The History of Juneteenth
The former slaves of Galveston, Texas, who were now free kicked off the festivities. President Abraham Lincoln issued the Emancipation Proclamation on January 1, 1863, declaring that all enslaved individuals in Confederate states fighting the Union "will be then, thenceforward, and forever free." Although the Emancipation Proclamation emancipated slaves in the South in 1863, it was not fully implemented until after the Civil War ended in 1865 in many locations. The Emancipation Proclamation, however, did not immediately free any enslaved individuals. The proclamation only applied to Confederate-controlled regions; it did not apply to slave-holding border states or rebel areas that were already under Union control. Many enslaved persons fled behind Union lines as Northern soldiers pushed into the Confederate South. On June 19, 1865, Union Maj. Gen. Gordon Granger and his forces arrived in Galveston with the news that the war had ended and that the slaves had been freed. More than two months had passed since Confederate Gen. Robert E. Lee surrendered in Virginia to Union Gen. Ulysses S. Grant. “The people of Texas are advised that, in compliance with a proclamation from the Executive of the United States, all slaves are free,” Granger announced in General Order No. 3. This entails perfect equality of personal and property rights between former owners and slaves, and the previously existing connection between them becomes that of employer and hired labor.” The newly freed people began commemorating Juneteenth in Galveston the next year. Since then, it has been commemorated across the country and beyond the world. Concerts, parades, and readings of the Emancipation Proclamation are among the events. Juneteenth's historical legacy demonstrates the importance of never giving up hope in the face of adversity.

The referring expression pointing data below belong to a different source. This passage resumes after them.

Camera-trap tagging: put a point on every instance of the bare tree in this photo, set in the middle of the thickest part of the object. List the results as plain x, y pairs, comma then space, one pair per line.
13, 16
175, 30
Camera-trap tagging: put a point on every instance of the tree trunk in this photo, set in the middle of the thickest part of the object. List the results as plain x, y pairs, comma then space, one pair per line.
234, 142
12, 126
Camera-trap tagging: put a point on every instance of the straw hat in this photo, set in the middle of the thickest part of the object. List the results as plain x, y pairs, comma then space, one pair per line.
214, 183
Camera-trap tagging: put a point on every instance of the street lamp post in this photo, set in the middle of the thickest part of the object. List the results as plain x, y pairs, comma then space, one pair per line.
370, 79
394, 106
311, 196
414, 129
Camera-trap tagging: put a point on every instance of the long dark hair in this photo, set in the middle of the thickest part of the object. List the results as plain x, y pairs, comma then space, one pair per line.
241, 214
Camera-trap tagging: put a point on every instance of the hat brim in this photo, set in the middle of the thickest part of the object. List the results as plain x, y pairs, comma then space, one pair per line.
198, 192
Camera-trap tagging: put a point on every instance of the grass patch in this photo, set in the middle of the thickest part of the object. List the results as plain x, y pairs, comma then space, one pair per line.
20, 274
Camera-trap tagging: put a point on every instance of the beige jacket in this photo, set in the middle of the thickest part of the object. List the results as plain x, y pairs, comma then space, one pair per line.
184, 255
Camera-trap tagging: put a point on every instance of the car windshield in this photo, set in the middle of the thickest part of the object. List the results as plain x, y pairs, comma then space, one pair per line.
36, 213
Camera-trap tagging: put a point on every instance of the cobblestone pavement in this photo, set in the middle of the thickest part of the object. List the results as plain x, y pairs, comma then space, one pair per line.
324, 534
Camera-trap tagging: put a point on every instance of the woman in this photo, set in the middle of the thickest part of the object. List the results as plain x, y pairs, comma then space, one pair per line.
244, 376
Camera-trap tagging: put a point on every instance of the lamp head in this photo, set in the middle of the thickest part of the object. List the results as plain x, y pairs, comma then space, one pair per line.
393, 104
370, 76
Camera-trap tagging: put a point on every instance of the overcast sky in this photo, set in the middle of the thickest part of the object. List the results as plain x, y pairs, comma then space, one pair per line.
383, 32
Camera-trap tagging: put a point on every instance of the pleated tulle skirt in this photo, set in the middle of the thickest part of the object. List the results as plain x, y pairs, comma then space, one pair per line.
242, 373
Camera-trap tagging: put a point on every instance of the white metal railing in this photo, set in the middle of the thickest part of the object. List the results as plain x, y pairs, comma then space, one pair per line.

When is Juneteenth & How Should You Celebrate:
Juneteenth has been deemed "America's second Independence Day" and is recognized as the "longest-running African-American holiday." The third Saturday in June is traditionally marked and observed as Juneteenth in order to commemorate the end of slavery as well as to honor African American culture and achievements. Celebrations honoring the abolition of slavery, according to historian Mitch Kachun, have three purposes: "to advocate, to teach, as well as to commemorate." Which is why religious services including prayer, speeches, educational programs, family gatherings, and festivals featuring food, dance, and music are all common features of Juneteenth celebrations in the United States.